Yesterday, the Minnesota House of Representatives passed the omnibus public safety bill which deals with a variety of criminal law related matters. Of special note to us is the sudden appearance of the “source code” in the bill in the form of amendment HDA-069. The amendment requires that when the state purchases breath testing devices in the future, the manufacturer must make the source code available to defendants in a convenient form. To the surprise of many, the amendment passed the house and is now inculded in the final bill! In essence, the House of Representatives is now on record as saying that defendants should have the right to inspect the source code in order to make sure the testing devices are working properly. If the House of Representatives can see that examinination of the source code is important to protect the liberty of the citizens of Minnesota, hopefully more judges will be willing to stand up to the state and order its production.

April 21, 2009

U.S. Supreme Court: The Fourth Amendment Lives!

Today the United States Supereme Court struck a blow for liberty and our rights under the Fourth Amendment in Arizona v.
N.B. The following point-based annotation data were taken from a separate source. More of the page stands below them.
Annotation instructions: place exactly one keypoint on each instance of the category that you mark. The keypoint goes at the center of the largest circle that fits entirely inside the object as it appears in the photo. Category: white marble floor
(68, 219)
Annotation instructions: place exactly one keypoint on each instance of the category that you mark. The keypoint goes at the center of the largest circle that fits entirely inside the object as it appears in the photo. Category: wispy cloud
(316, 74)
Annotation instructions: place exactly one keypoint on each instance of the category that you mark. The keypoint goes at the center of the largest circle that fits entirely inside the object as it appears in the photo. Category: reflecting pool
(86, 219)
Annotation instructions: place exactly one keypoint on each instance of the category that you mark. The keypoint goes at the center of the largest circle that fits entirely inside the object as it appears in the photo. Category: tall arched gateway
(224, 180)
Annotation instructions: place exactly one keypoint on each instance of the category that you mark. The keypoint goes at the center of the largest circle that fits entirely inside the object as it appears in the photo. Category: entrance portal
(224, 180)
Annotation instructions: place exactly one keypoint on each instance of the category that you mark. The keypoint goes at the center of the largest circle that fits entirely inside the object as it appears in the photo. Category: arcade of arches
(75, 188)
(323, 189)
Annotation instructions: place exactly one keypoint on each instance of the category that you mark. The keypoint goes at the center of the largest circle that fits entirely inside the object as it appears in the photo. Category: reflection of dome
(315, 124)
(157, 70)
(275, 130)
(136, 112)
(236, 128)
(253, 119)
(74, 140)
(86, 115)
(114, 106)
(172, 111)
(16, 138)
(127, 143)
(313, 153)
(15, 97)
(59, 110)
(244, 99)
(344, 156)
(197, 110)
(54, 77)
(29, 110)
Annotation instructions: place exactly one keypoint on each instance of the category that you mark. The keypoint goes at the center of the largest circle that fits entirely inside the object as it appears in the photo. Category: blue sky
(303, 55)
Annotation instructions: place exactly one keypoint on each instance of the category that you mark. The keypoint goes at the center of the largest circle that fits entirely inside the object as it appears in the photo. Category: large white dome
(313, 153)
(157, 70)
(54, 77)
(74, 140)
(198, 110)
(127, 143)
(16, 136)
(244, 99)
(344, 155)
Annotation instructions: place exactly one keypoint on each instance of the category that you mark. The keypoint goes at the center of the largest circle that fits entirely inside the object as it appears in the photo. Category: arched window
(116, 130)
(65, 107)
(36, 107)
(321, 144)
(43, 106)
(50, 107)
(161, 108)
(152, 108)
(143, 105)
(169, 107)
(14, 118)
Gant. In a 5-4 decision, the Court held that police do not have the automatic right to search an automobile after the arrest of its occupant(s).  This decision will have a wide ranging effect on police who up until now have beleived that they may search your vehicle if they can arrest you for even the most minor offense. In the case of Mr. Gant, he was arrested for driving with a suspended license, which the police then used as a pretext to search his entire car! When the police officer who conducted the search was asked during Mr. Gant’s supression hearing why the search was conducted, he stated: “Because the law says we can do it.” Thankfully, that is no longer the case.

April 13, 2009

Minnesota DWI Laws: Guilty Until Proven Innocent

A recent Star Tribune article highlights the absurdity and wastefulness of the system of DWI sanctions in Minnesota. Currently, drivers have their licenses revoked immediately, prior to having their day in court or an opportunity to defend themselves. A driver who feels that his license should not have been revoked is required to sue the Commissioner of Public Safety in civil court in order to bring the case in front of a judge. In many cases, however, the driver must wait months for a day in court and  are without the ability to drive the entire time! In this way, drivers who are later found “not guilty” by a judge are still punished by the immediate loss of license. Furthermore, this system forces drivers to litigate the same issues twice, typically at two different times, and in front of two different judges. Is it wise to be spending out tax dollars on two sets of judges and two sets of attorneys for the government, simply in an effort to punish people before they are convicted of a crime?

A proposal in the Minnesota House of Representatives would give people accused of DWI the chance to defend themselves in court before being punished with the loss of their drivers license. Predictably, MADD and other zealots are against this common sense change.

March 24, 2009

Minnesota Court of Appeals: Sleeping In Your Car = Driving Drunk

In yet another overreach, the Minnesota Court of Appeals today held that a person found asleep in his car, with no intention of driving, can still be convicted of a DWI. Once again, the courts and prosecutors have decided that the rights of citizens and the common sense application of laws are to be ingnored when it comes to those accused of DWI.  In this case the court is sending the clear message that people should risk driving home after drinking, rather than sleeping it off in a safely parked car until morning. Instead of increasing road safety, the Court of Appeals just made roads more dangerous.